Stéphane Soumier : Et vous l’avez, là, cet avenir ? Vous êtes passé au-dessus de
l’ensemble des falaises et vous avez le sentiment là, après trois ans et demi, c’est ça ? à la
tête de SANOFI ?
Chris Viehbacher : Oui.
Stéphane Soumier : D’avoir construit maintenant un truc qui vous donne une croissance
durable et prévisible ?
Chris Viehbacher : Il y avait beaucoup de travail, les derniers trois ans effectivement, mais
moi je suis très content avec SANOFI. Cette année ce sera quand même difficile. On va
perdre des brevets mais je pense que SANOFI est bien positionné pour la période après la
falaise. Par exemple si on prend les brevets, c’est ça qui est la menace pour nous. A partir de
2013, uniquement 6 % de notre chiffre d’affaires est breveté aux Etats-Unis, en Europe, au
Japon, donc on a quasiment le risque de brevets le plus bas dans l’industrie pharmaceutique
et si on regarde nos plateformes de croissance qui sont maintenant deux tiers de notre chiffre
d’affaires, qui seront en fait 80 % de notre chiffre d’affaires vers 2015, on voit qu’ils sont en
croissance de deux chiffres.
Stéphane Soumier : Toute dernière question, je précise qu’il est huit heures mais voilà, on
va en profiter encore deux minutes, 23 milliards d’euros sur une vingtaine d’acquisitions, c’est
à peu près ça qui a transformé le groupe.
Chris Viehbacher : Oui.
Stéphane Soumier : Il faut que ça marche ensemble, Chris Viehbacher. C’est ça peut-être le
défi de 2012, 2013, 2014.
Chris Viehbacher : Mais ce que nous avons fait avec les acquisitions, c’est, je pense, créer la
valeur parce que nous avons professionnalisé encore plus des cibles.
Stéphane Soumier : Oui, il faut que ça marche ensemble.

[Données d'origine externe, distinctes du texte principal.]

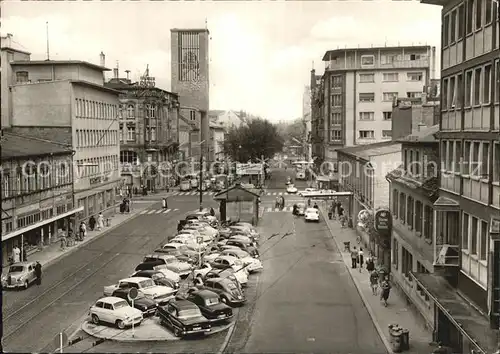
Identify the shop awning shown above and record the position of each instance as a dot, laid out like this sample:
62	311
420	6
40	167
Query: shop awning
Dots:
472	324
41	223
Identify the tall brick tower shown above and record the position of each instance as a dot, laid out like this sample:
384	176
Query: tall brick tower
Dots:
190	79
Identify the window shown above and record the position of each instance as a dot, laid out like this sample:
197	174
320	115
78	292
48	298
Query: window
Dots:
487	84
417	76
366	77
336	100
336	118
366	134
22	77
390	96
453	25
390	77
479	13
366	115
470	16
386	134
366	97
336	135
468	88
130	133
367	60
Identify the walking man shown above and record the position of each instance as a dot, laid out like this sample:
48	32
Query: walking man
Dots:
38	273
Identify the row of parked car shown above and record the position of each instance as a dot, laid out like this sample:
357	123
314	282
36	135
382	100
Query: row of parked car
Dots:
213	260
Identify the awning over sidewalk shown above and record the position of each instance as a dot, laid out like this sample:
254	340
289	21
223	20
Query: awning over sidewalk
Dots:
41	223
473	325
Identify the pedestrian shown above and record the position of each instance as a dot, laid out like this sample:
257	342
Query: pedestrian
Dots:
38	273
100	222
92	223
374	282
360	259
16	254
354	257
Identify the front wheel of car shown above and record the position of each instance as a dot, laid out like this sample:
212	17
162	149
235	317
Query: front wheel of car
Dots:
120	324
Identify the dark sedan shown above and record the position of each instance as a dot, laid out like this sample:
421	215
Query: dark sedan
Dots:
184	318
146	305
210	305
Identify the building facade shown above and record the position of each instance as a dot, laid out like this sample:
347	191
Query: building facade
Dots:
148	133
66	102
466	213
37	193
413	190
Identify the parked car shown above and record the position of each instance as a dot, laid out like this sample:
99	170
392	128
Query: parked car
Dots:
158	293
229	293
184	318
114	310
20	275
210	305
146	305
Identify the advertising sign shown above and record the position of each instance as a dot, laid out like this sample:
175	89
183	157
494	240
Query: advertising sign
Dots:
383	222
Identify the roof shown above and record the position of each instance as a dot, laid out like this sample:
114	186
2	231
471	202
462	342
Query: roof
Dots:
342	51
17	146
426	135
369	150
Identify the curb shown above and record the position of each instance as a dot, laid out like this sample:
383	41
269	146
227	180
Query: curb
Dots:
73	249
379	329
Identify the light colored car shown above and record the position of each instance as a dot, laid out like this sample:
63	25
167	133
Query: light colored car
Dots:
291	189
115	311
158	293
251	263
311	214
20	275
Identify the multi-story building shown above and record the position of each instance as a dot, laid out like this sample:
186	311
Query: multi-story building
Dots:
190	80
466	289
148	126
36	192
413	190
65	101
359	88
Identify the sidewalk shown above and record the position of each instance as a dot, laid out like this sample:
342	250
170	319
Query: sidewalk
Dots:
51	253
397	310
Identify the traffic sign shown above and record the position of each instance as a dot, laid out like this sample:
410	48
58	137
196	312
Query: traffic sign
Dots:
132	294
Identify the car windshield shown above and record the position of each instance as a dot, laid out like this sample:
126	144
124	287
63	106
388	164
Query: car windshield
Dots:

Chris Viehbacher : Oui, mais si on prend GENZYME, toute l’année 2011 a été focalisée sur
GENZYME. Bon, le pari était de dire : « Ok, on a pu acheter cette société pour un prix
convenable mais c’est parce que c’était en difficulté en termes de production », donc la valeur
qui est créée c’est parce que nous pourrons remettre en forme la production. Et on vient
d’avoir la nouvelle usine approuvée par l’agence européenne et l’agence américaine, et donc
moi je suis confiant qu’on peut ré-établir GENZYME comme un moteur de croissance à
l’intérieur de SANOFI. Mais c’est ça qu’on fait si on prend nos acquisitions en Inde, des
acquisitions en Chine. Il y a une force à l’intérieur de SANOFI qui peut en fait aider d’autres
business en créant de la valeur. Dans notre – vous avez remarqué, il y a des acquisitions
récemment, 11 milliards pour des sociétés qui n’ont pas de chiffre d’affaires, pas de
bénéfices. Ça, ce n’est pas notre stratégie. Notre stratégie, c’est d’acheter des sociétés qui
peuvent en fait apporter une vraie valeur à SANOFI.
Stéphane Soumier : Merci Chris Viehbacher. Merci beaucoup d’être venu nous voir ce matin.
Chris Viehbacher : Merci à vous.
Stéphane Soumier : Le patron de SANOFI sur BFM Business.